An’ see the tow-headed
youngster. Thet’s Kid Fuller, the kid of Bland’s gang. Fuller
has hit the pace hard, an’ he won’t last the year out on the
border. He killed his sweetheart’s father, got run out of
Staceytown, took to stealin’ hosses. An’ next he’s here with
Bland. Another boy gone wrong, an’ now shore a hard nut.”
Euchre went on calling Duane’s attention to other men, just as
he happened to glance over them. Any one of them would have
been a marked man in a respectable crowd. Here each took his
place with more or less distinction, according to the record of
his past wild prowess and his present possibilities. Duane,
realizing that he was tolerated there, received in careless
friendly spirit by this terrible class of outcasts, experienced
a feeling of revulsion that amounted almost to horror. Was his
being there not an ugly dream? What had he in common with such
ruffians? Then in a flash of memory came the painful proof–he
was a criminal in sight of Texas law; he, too, was an outcast.

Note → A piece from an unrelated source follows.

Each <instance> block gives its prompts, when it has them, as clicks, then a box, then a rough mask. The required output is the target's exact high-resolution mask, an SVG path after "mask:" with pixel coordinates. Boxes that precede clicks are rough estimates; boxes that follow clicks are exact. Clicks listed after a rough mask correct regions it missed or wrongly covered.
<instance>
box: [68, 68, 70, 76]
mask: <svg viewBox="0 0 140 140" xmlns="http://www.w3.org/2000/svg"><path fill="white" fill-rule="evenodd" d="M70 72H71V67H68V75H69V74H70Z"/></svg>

For the moment Duane was wrapped up in painful reflections; but
Euchre’s heavy hand, clapping with a warning hold on his arm,
brought him back to outside things.
The hum of voices, the clink of coin, the loud laughter had
ceased. There was a silence that manifestly had followed some
unusual word or action sufficient to still the room. It was
broken by a harsh curse and the scrape of a bench on the floor.
Some man had risen.
“You stacked the cards, you–!”
“Say that twice,” another voice replied, so different in its
cool, ominous tone from the other.
“I’ll say it twice,” returned the first gamester, in hot haste.
“I’ll say it three times. I’ll whistle it. Are you deaf? You
light-fingered gent! You stacked the cards!”
Silence ensued, deeper than before, pregnant with meaning. For
all that Duane saw, not an outlaw moved for a full moment. Then
suddenly the room was full of disorder as men rose and ran and
dived everywhere.
“Run or duck!” yelled Euchre, close to Duane’s ear. With that
he dashed for the door. Duane leaped after him. They ran into a
jostling mob. Heavy gun-shots and hoarse yells hurried the
crowd Duane was with pell-mell out into the darkness. There
they all halted, and several peeped in at the door.
“Who was the Kid callin’?” asked one outlaw.
“Bud Marsh,” replied another.
“I reckon them fust shots was Bud’s. Adios Kid. It was comin’
to him,” went on yet another.
“How many shots?”
“Three or four, I counted.”
“Three heavy an’ one light. Thet light one was the Kid’s .38.
Listen! There’s the Kid hollerin’ now. He ain’t cashed,
anyway.”
At this juncture most of the outlaws began to file back into
the room. Duane thought he had seen and heard enough in
Benson’s den for one night and he started slowly down the walk.
Presently Euchre caught up with him.
“Nobody hurt much, which’s shore some strange,” he said. “The
Kid–young Fuller thet I was tellin’ you about–he was drinkin’
an’ losin’. Lost his nut, too, callin’ Bud Marsh thet way.
Bud’s as straight at cards as any of ‘em. Somebody grabbed Bud,
who shot into the roof. An’ Fuller’s arm was knocked up.